Capítulo 26

Es preferible que una verdad nos hiera, antes de que una mentira nos destruya.

Florencia, 1967

Pasado el primer momento de incertidumbre y de temor por la salud de Rodolfo Pieri, su familia se tranquilizó. El médico les había dicho que necesitaba descansar mucho y no preocuparse tanto. Pero lo cierto era que lo sucedido días atrás entre Benito y él no había quedado claro para nadie y había terminado trastocando los horarios y las actividades de todos en la casa, cuando no los sentimientos, como en el caso de Adela, que no sabía qué hacer ni qué pensar ante lo acontecido.
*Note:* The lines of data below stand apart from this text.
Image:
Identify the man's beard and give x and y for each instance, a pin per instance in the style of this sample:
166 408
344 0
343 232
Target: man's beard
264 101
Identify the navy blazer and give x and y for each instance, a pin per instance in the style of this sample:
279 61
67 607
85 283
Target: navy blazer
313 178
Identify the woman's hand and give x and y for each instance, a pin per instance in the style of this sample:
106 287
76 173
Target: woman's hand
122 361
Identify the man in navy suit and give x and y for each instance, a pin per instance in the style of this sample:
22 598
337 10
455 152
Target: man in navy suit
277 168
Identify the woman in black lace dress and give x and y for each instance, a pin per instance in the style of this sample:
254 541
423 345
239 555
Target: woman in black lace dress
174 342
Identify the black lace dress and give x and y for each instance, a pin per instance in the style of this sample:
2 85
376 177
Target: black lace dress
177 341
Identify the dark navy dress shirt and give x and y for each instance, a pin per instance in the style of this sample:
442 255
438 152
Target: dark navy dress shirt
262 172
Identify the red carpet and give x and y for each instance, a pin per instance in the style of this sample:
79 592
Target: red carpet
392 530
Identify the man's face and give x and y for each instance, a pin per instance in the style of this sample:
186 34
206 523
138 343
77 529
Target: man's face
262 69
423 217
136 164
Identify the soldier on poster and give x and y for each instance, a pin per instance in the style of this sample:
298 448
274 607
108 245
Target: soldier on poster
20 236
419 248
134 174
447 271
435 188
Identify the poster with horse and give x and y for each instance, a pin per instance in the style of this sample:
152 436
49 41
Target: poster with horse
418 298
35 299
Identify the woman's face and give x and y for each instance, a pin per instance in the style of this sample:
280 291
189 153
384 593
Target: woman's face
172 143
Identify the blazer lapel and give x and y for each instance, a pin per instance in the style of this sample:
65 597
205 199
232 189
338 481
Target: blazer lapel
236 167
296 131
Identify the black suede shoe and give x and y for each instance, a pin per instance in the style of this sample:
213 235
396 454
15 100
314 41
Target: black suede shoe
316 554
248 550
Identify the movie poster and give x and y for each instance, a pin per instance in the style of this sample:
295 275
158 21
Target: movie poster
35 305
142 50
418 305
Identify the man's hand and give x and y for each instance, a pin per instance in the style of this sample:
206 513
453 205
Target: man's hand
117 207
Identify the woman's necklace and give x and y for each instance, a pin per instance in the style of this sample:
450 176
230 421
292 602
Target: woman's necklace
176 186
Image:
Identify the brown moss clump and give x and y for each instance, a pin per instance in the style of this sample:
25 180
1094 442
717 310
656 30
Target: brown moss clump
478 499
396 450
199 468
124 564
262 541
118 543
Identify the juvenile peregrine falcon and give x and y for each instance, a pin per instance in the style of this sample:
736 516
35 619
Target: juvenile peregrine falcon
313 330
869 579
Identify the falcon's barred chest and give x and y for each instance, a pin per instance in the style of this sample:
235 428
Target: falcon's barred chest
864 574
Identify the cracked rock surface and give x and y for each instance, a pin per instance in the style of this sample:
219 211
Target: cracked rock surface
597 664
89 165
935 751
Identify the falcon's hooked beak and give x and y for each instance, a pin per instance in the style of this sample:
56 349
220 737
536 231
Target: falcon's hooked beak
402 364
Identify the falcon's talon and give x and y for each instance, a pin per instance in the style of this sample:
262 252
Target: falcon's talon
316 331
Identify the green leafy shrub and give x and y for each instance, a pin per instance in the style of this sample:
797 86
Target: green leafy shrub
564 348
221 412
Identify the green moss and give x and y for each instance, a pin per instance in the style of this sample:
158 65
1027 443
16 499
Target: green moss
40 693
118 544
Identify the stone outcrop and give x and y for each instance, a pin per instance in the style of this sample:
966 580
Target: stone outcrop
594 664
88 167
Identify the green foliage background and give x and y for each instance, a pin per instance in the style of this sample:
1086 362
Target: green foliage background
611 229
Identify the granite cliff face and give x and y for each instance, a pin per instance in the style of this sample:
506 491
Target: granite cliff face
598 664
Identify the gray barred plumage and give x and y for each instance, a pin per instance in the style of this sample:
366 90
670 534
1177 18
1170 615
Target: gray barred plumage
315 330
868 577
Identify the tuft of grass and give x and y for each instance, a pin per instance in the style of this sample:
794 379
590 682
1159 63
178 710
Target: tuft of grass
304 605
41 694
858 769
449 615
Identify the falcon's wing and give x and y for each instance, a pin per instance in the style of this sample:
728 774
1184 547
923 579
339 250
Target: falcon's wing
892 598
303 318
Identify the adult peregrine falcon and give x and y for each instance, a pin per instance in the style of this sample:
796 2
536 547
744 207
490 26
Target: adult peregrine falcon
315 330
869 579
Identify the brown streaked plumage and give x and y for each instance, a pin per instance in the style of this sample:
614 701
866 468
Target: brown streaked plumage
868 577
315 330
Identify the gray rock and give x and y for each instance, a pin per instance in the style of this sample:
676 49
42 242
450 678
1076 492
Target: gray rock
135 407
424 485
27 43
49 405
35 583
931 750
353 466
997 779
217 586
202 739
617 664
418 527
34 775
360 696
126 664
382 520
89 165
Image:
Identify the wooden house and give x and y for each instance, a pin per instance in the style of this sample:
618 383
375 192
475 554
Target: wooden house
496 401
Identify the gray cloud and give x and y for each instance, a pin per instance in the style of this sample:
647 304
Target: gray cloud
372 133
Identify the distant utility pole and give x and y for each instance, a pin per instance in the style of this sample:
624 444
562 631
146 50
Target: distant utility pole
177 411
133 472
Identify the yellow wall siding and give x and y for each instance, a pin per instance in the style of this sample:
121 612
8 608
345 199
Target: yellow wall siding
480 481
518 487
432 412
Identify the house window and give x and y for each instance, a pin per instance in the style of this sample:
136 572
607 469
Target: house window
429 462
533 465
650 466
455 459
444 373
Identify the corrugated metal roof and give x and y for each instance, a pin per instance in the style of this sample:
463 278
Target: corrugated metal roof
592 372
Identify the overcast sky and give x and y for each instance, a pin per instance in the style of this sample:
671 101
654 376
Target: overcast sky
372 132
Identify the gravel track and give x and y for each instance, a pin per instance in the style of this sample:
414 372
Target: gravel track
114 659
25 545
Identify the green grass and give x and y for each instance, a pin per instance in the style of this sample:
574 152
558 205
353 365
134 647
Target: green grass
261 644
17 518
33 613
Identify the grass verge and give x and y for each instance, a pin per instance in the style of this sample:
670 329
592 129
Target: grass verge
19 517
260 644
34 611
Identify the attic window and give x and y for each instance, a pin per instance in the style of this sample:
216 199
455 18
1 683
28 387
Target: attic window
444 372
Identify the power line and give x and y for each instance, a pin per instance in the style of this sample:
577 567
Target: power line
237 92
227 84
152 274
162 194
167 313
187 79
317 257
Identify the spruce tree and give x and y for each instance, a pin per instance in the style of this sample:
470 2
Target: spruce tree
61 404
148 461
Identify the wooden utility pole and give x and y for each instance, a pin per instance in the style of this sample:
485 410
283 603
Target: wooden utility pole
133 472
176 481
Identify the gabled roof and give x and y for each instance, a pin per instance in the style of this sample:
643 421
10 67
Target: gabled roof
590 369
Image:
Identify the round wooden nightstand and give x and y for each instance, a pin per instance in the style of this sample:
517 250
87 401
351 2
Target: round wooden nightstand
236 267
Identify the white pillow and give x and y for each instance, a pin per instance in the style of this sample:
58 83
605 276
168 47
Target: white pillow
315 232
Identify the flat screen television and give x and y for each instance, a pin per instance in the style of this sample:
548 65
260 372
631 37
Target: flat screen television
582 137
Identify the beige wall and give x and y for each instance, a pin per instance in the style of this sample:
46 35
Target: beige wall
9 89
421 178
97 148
Más allá de la preocupación que tenía por la salud de su padre, ella estaba deshecha porque desde ese día Paolo había desaparecido sin siquiera dar una explicación. No tenía ninguna certeza acerca de por qué habían discutido los dos hombres; tampoco sabía si, en realidad, lo habían hecho, pero era evidente que se había producido un quiebre importante en la relación que ellos mantenían. Quería averiguar qué era lo que había pasado, pero no sabía hasta qué punto podía presionar a su padre sin hacer peligrar su salud. Su madre no tenía información; ella le dijo que no sabía nada de ese fatídico día y le repitió lo que había visto: cuando escuchó los gritos y se asomó, Benito ya se había ido y Rodolfo estaba en pleno ataque. María, conforme avanzaba la semana, volvía a preocuparse por su marido, que ya no parecía ser el mismo de siempre. Se lo veía metido en su propio mundo y casi no participaba de lo que sucedía a su alrededor. Ese día, mientras amasaba en la cocina, María se preocupaba por la salud mental de su esposo, pero también por el estado de distracción y desinterés en el que se hallaba atrapado. No era el momento para evadirse; no ahora que tenían que tomar importantes decisiones económicas. Pieri no estaba lúcido, o si lo estaba, estas resoluciones no le importaban. Los planes de mudar la academia a la casa habían sido suspendidos, él no se hacía cargo y las mujeres no sabían muy bien cómo llevarlos adelante, fuera de que nadie entendía qué había ocurrido con Paolo Benito.

Esa tarde, Rodolfo Pieri se hallaba sentado en un sofá de la sala con los hombros cubiertos por una mantita y con la mirada perdida en el trozo de calle que se observaba por la ventana. Al verlo así, Adela decidió volver a la carga en busca de información. Ella había pasado gran parte del día llorando por Benito y estaba harta de no saber qué hacer. Había pensado en ir a Roma a buscarlo, pero ella ni siquiera sabía en qué parte de la ciudad vivía o dónde estaba el local de antigüedades que le manejaba a Giuseppe Conti.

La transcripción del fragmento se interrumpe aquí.